Even supporters of the Charité agree that inadequately trained doctors could botch implantation of the disk. At a training center and surgical laboratory in Cincinnati, J&J has given intensive instruction to more than 2,000 surgeons. By the fall, that number is expected to grow to 3,000.

At a recent training session, 24 doctors split up into two-man teams to practice implanting disks in calf spines. Each table had a TV screen so the doctors could watch and imitate the instructor as he operated on another calf spine. At one operating table, Dr. Toselli, the J&J spine-research chief, cut through ligaments covering the front of the spine to reveal the calf's glistening, whitish disk. He removed it methodically with long-handled gouges. After determining the proper size and angle for the implant, Dr. Toselli pried the spine bones apart with a pair of forceps and drove the implant into place with a steel hammer.

The visiting doctors also received instruction on how to get paid for the surgery, including tips on appealing thumbs-down verdicts from insurers.
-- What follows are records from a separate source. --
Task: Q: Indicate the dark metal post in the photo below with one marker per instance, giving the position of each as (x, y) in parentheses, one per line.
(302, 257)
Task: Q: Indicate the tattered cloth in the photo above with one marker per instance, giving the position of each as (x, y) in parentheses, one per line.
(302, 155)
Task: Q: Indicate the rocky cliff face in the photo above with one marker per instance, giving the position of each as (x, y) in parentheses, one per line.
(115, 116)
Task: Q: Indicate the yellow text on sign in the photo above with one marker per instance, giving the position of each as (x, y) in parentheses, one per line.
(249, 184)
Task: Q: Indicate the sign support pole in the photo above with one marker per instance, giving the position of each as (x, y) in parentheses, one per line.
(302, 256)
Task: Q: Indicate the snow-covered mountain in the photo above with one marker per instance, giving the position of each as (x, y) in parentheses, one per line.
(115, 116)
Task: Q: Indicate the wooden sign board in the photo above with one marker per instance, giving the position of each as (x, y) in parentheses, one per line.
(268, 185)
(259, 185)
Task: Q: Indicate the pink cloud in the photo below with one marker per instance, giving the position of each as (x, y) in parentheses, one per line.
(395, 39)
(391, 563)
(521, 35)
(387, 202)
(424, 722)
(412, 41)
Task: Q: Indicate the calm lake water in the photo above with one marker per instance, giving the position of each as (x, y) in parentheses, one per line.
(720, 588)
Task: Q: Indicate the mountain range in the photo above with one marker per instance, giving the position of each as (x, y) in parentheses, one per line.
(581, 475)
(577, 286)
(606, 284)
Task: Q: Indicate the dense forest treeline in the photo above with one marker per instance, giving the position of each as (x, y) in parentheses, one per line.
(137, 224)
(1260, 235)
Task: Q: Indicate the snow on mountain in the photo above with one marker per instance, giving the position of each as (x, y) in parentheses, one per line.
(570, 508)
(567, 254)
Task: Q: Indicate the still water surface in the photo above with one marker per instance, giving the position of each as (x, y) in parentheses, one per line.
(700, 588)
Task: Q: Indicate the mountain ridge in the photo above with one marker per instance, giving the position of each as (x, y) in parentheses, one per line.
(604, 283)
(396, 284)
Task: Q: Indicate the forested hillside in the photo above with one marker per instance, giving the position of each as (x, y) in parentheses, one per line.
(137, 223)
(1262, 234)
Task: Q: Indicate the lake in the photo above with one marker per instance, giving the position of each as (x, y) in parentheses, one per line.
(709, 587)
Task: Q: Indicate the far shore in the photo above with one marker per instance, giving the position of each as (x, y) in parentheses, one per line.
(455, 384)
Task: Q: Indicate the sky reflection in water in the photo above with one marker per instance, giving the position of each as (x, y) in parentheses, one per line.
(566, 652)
The instructors included J&J employees and veteran surgeons who tested Charité in clinical trials.

During a question period, doctors peppered the lecturers with questions about the durability of the disk and the kind of patients who could be treated. Some wondered whether fusion surgery could offer superior results. "Physicians, in general, are suspicious of new technology, and, as a company, we want them to be," says Dr. Toselli. He said he's confident doctors will appreciate Charité's merits once they try it.

Some doctors say they're worried they will lose business if they don't offer the Charité option to patients. "There's a feeling that it isn't adequately proven, but there's anxiety about being left behind," says Bernard Guiot, director of the spine program at the University of South Florida. Dr. Guiot went to the Cincinnati center in April to get credentialed, and praises J&J for its research and commitment to training. He says he might use Charité in some patients but hasn't done so yet.

Insurers have taken a mixed view of the device. Kaiser Permanente, the California-based health maintenance organization, endorsed the Charité last November after requests by its doctors but the Blue Cross and Blue Shield Association concluded there isn't enough evidence that the device works. Most of the nation's 40 independently owned Blue Cross and Blue Shield plans are following that advice.

One exception is Horizon Blue Cross Blue Shield of New Jersey. It decided the Charité is right for some patients and doesn't cost much more than spinal fusion, says senior medical director Stanley Harris. He puts the cost of the procedure, including doctor and hospital fees, at $67,000 per patient. J&J says a more typical figure is $35,000 to $45,000.